It took more resolve than I was proud of to keep the distance between us, but I was determined to do what I thought was right. Even if it hurt like hell. I offered no more than a curt smile before brushing past him to leave the kitchen, careful for our shoulders not to touch.
I slipped into Raja’s room instead of my own, needing to unpack Henry’s news if I was to function as a normal person this weekend. Or ever again.
“I was sleeping, you know,” she said as I climbed into her bed.
“Henry’s staying in London,” I said.
“He’s what?”
I gave her the same spiel he gave me, at which she sat up and turned on the light. “So, does this mean he’s, like, going to be in the flat all the time? Starting when?”
“I don’t know,” I said, flopping onto the pillows. “I didn’t ask any questions. I was so bloody bothered that he thought that was enough to fix things, and I didn’t want to think about having to see him every day, and I just wanted the conversation to be over.”
“Wow,” she said, laying back on the pillows with me. We stared at the ceiling in silence, contemplating the news. “And what does this mean for the two of you?”
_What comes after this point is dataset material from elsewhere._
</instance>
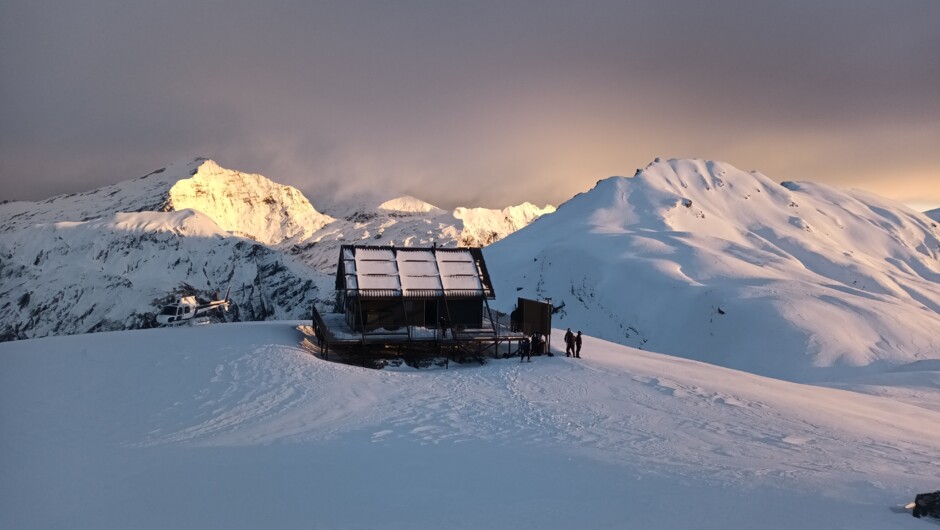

“Nothing,” I said, but I couldn’t even muster enough conviction to sound like that was what I wanted. “I can’t do it again, Raj. It’s too complicated. Especially now that I’m taking over the Lotus. I’m not sure I can afford the distraction.”
She turned out the light again and snuggled up to me. “It’s okay to still have feelings for him, you know. You can be excited about your new gig and sad about Henry at the same time. Last time I checked, conflicting emotions were allowed as part of the human experience.”
I was glad she had turned out the light before she said that, because it made my bottom lip start to quiver. Fighting emotions was most often harder than feeling them, and I regretted spending the past few weeks trying to pretend I felt fine. At the end of the day, lying to myself felt worse than lying to anyone else.
At some point, I would have to decide where to live, I would have to address that Henry would be back in the apartment full-time, and I would have to properly distance myself if I wanted to avoid further heartbreak. But it was late, and I was tired, and I didn’t have to do any of those things until at least the morning.
So, I focused on Raja’s breathing, letting mine match her pace until I dozed off beside her.
“Do you guys have any idea what we’re doing today?” Liv asked, turning on Raja’s light.
“Sleeping,” Raja moaned, pulling the covers over us both. “You should be doing the same.”
“It’s nearly ten,” Liv said. “And Hen won’t tell us what we’re doing until everyone is up and moving, so. It’s time to get up and moving.”
Raja and I groaned in unison, Raja at the prospect of moving, and me at the sound of Henry’s name. A few hours of sleep had given me nothing by way of clarity, and I still hadn’t the foggiest what I was to do about him staying in the city. Which would make for quite an interesting day, wherever we ended up.
“First, we need coffee,” Raja announced, throwing on a sweater and heading for the kitchen.
“Just going to pop into my room first to change, but I’ll meet you down there,” I said, hoping I could buy a few minutes to collect myself.
“Roger that,” Raja said, then disappeared down the stairs. I shuffled into my room, rubbing sleep from my eyes and reaching for the light switch. When the dull fluorescent bulb cast its glow around my room, I couldn’t quite process what I was seeing.
An envelope with my name scrawled across the front sat in the center of my bed, and I made my way over to it in what felt like slow motion. I reached for the envelope with unsteady hands, breath held in my chest.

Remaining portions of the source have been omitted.